Longshoremen exercise their contractual right to refuse to cross anti-outsourcing picket line at Ports of Los Angeles and Long Beach
Union and employers confirm that the ILWU Local 63 Office Clerical Unit picket line is bona fide and that longshoremen have a contractual right to respect the picket lines
SAN PEDRO, CA (November 29, 2012) – The ILWU-PMA Coast Labor Relations Committee that establishes policy and administers the contract between the employer and union on the West Coast waterfront on Wednesday agreed that ILWU Local 63 Office Clerical Unit (OCU) picket lines at the Ports of Los Angeles and Long Beach were bona fide. The agreement confirms that longshoremen in ILWU Locals 13, 63 and 94 have the right to refuse to cross OCU pickets under the collective bargaining agreement between the International Longshore and Warehouse Union and the Pacific Maritime Association.

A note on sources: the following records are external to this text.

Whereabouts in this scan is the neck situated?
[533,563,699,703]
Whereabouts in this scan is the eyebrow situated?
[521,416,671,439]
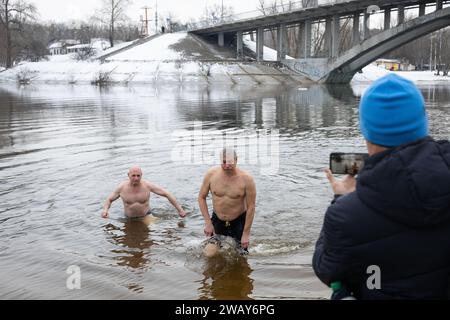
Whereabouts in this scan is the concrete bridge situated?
[190,0,450,83]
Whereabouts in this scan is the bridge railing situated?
[187,0,352,31]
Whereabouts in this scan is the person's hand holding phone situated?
[325,169,356,196]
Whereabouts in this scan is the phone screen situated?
[330,153,369,176]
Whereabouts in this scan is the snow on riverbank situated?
[0,32,450,86]
[352,64,450,83]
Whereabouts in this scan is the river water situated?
[0,85,450,300]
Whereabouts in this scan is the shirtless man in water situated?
[102,167,186,218]
[198,148,256,256]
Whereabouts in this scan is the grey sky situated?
[28,0,264,22]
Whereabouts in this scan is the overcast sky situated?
[27,0,264,22]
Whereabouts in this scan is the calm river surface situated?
[0,81,450,300]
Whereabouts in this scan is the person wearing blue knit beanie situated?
[359,73,428,147]
[312,74,450,299]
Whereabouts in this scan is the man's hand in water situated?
[205,223,214,237]
[178,210,187,218]
[241,234,250,249]
[325,169,356,196]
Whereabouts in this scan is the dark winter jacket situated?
[313,138,450,299]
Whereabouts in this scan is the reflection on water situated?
[0,85,450,299]
[104,219,154,271]
[104,219,154,293]
[198,255,253,300]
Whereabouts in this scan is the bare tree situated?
[203,4,234,23]
[0,0,36,68]
[98,0,131,47]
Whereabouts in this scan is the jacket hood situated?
[356,137,450,228]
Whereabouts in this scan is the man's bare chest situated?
[120,188,150,204]
[210,179,245,199]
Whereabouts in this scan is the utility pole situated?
[430,33,433,71]
[155,0,158,33]
[141,7,151,37]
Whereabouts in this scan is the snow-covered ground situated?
[352,64,450,83]
[0,33,304,86]
[107,33,187,61]
[0,33,450,85]
[243,36,294,61]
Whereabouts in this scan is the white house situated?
[48,39,80,56]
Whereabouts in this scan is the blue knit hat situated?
[359,73,428,147]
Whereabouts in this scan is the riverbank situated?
[0,32,450,86]
[0,33,309,86]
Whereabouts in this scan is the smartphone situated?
[330,153,369,176]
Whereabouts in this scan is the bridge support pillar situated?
[364,12,370,40]
[218,32,225,47]
[298,20,312,59]
[352,13,361,46]
[331,15,341,58]
[325,17,333,57]
[384,8,391,30]
[397,5,405,25]
[236,31,244,59]
[256,28,264,62]
[277,23,287,61]
[419,3,426,17]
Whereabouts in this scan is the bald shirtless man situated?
[102,167,186,218]
[198,149,256,252]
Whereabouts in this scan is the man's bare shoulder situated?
[115,181,128,193]
[205,167,221,179]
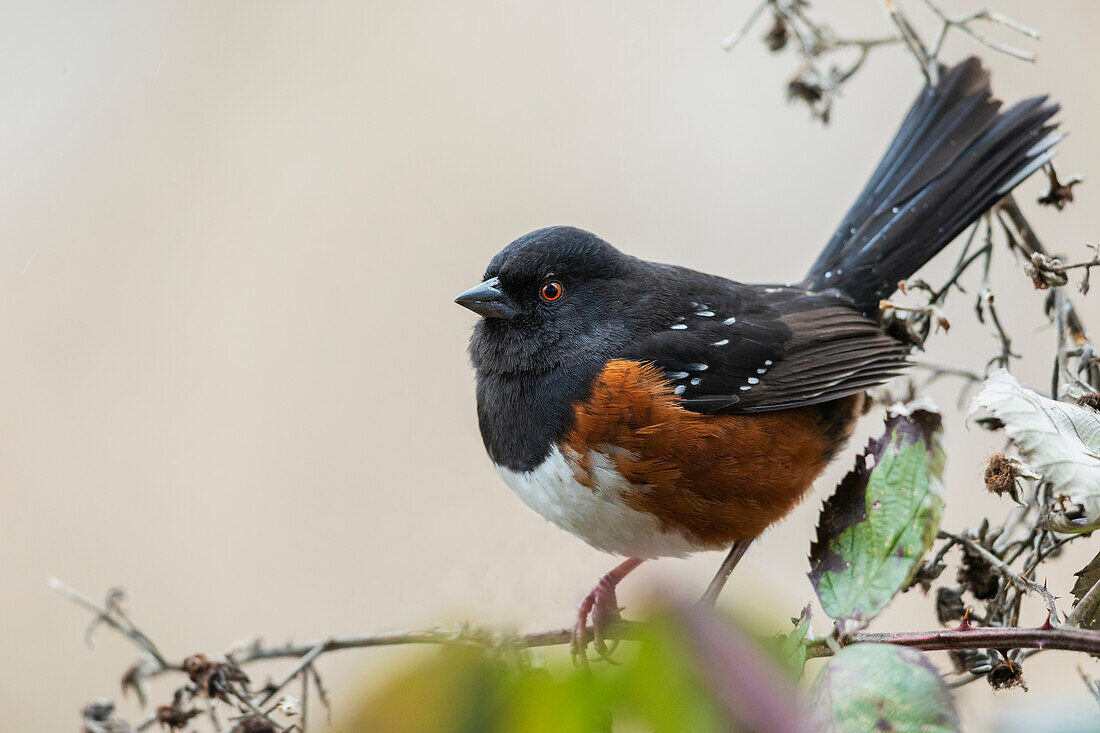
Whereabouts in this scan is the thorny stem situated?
[806,626,1100,658]
[58,581,1100,682]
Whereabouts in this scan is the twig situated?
[699,539,752,608]
[938,529,1058,623]
[48,578,170,669]
[259,642,327,708]
[806,626,1100,658]
[1066,567,1100,626]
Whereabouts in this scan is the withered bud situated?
[936,588,966,624]
[955,545,1001,601]
[1024,252,1069,291]
[182,654,249,699]
[1077,392,1100,409]
[987,659,1027,692]
[787,76,825,107]
[986,453,1020,499]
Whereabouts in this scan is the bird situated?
[455,57,1062,661]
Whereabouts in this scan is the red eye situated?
[539,280,565,303]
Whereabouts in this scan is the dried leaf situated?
[969,370,1100,533]
[810,644,960,733]
[810,406,944,633]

The Los Angeles/Long Beach Harbor though impacted, remains open for commerce at greater than 25% capacity.
Members of the OCU have been working without a contract for 30 months, while simultaneously negotiating in good faith to reach an agreement with their employers, who include the carriers and terminal operators that employ longshoremen under the ILWU-PMA collective bargaining agreement.
Ray Familathe, the ILWU’s International Vice President for the Mainland, said, “I’m proud of the sacrifice that is being made by the men and women of Locals 13, 63 and 94 as they stand in solidarity with OCU and against the outsourcing of the good jobs that this community needs. And, despite the Employers’ propaganda to the contrary, the Port is still moving cargo.”
Joe Cortez, President of ILWU Local 13, said, “We support our sister local as its members work to reach a good contract that maintains local jobs with good working conditions, and family wages and benefits. We urge the employers to get back to the negotiating table and reach a good contract with the OCU.”
Ray Ortiz, Jr., an ILWU Coast Committeeman who represents all 30 longshore local unions on the West Coast, said, “Longshoremen stand up when other workers need our help. Sure it’s sacrifice to give up a paycheck when you refuse to cross the picket, but we believe it’s in the long-term interest of the Los Angeles-Long Beach Harbor area to retain these good local jobs. By standing with OCU, we stand with the community.”